Gut Health Series: Breaking It Down

What does a healthy gut look like?

If you are looking for a definite answer – you have come to the wrong place. As I have mentioned before, scientists do not actually know what a healthy microbiome looks like (in terms of the specifics and the quantities of each type of bacteria), however what we do know is that a diverse microbiome is a healthy one. If this is the first time you are reading this please go do yourself a favour and have a look at the first gut health blog.

What is the point of this blog? Well, as I said above a healthy gut/ microbiome is in fact one that is diverse. So to keep this short (the upcoming blogs of this series will have more detailed explanations), studies show that what we all should know is that dietary fibre is so important for the functioning of gut (Holscher, 2017), but what is relatively new information is that dietary fibre from plants is in fact the most beneficial for the gut as it is more diverse (Cui et al., 2019). Please note that I am not telling you to become a vegetarian or vegan in order to have a healthy gut. I don’t believe in restriction of any kind, all that I want you to take from this is that plants have so many incredible benefits for our gut and overall health! So do yourself a favour and have a few more plants a day (fruits, vegetables, legumes, grains) or try incorporate one meatless meal a week which is not only beneficial for your gut (and bank account), it is so important for the environment – it is simply a win-win.

This might all be a little confusing, as the title of this blog is “What does a healthy gut look like?” and then in the first line I tell you that scientist don’t know. But what we do know is the impact of the gut and from that impact they have been able to devise a list of “signs” that you can visibly see or notice to be able to tell if your gut is healthy or not. Now I don’t know about you but sometimes it’s easier to see if you have a unhappy gut rather than a happy gut, so without further adieu – here are some of the ways that you can tell if you have a healthy gut or not (Bischoff, 2011):

  1. Digestion: This is seen in recurring bloating; increased gas (normal amounts are a good sign, as the gut releases gas as a by-product of digesting food); diarrhoea; constipation and acid reflux to name a few.
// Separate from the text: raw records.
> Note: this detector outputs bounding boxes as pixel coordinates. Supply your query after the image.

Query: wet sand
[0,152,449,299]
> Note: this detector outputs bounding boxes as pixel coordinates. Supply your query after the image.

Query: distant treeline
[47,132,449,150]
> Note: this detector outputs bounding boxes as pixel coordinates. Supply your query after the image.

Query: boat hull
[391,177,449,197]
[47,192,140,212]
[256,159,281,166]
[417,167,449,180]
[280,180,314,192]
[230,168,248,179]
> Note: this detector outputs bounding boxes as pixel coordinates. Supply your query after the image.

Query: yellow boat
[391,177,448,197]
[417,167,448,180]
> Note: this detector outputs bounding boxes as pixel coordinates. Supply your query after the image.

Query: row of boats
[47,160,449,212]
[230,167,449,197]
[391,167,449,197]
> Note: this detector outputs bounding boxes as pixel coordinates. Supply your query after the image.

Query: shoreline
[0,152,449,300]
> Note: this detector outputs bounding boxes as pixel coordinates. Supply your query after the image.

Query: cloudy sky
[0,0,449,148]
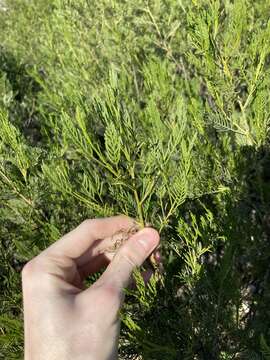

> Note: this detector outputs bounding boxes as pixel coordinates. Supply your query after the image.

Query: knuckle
[21,258,39,281]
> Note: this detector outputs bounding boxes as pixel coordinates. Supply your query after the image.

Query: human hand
[22,216,159,360]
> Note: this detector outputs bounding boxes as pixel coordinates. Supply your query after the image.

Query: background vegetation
[0,0,270,360]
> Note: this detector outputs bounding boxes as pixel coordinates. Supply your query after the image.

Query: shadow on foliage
[0,46,44,145]
[121,146,270,360]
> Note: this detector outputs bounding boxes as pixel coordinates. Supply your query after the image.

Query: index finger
[45,215,134,259]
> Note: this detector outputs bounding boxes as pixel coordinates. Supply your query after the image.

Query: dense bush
[0,0,270,360]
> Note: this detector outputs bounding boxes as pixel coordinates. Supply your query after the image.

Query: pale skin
[22,216,159,360]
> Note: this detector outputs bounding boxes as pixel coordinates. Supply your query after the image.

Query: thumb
[98,228,160,290]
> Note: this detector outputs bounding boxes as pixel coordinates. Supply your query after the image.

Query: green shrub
[0,0,270,360]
It is important here to note that these are common symptoms for other conditions – what is important is that you avoid treating the symptoms and work with your GP to find the root cause of the symptoms.
  2. Mind: We spoke a bit about the gut-brain axis last week as well asin the stress and anxiety blog series, but essentially studies are showing that depression, brain fog and even anxiety are linked to poor gut health. The gut essentially plays an important role in mood regulation
  3. Skin: This is a controversial one, but studies are showing that acne and eczema are a sign of an unhealthy gut.
  4. Weight: The gut microbiome is essential with regards to regulating body weight as it essentially ‘controls’ your metabolic rate and it regulates you appetite.
  5. Vitamins & Minerals: It is important to know that the gut plays a vital role in the production of vitamins, and so when the gut is not “happy” this process is essentially disturbed. Some common vitamin and mineral deficiencies are Magnesium; Vitamin K; Vitamin B (specifically 7 & 12) and Vitamin D (Hills et al., 2019).
  6. Immunity & Autoimmune Diseases: The gut microbiome plays an essential role in building and maintaining the immune system – easiest way to tell is if you are constantly feeling fatigued and battle to get over a cold (Hills et al., 2019). An autoimmune disease is when the body attacks itself (in lay-man’s terms). Studies are showing that improved gut health can in fact improve the symptoms experienced (Hills et al., 2019).

 

So there you have it, a little insight into a healthy gut. If you liked this blog please leave a comment below or share it on Instagram and don’t forget to tag us! Have a happy & healthy day xxx

  

DISCLAIMER:

This blog post in no way aims to provide medical or psychological advice. It merely aims to provide some understanding of the role of the gut in the  body. This is based on the writers opinion and research.

 

References

  • Bischoff, S. (2011). 'Gut health': a new objective in medicine?. BMC Medicine, 9(1), 24.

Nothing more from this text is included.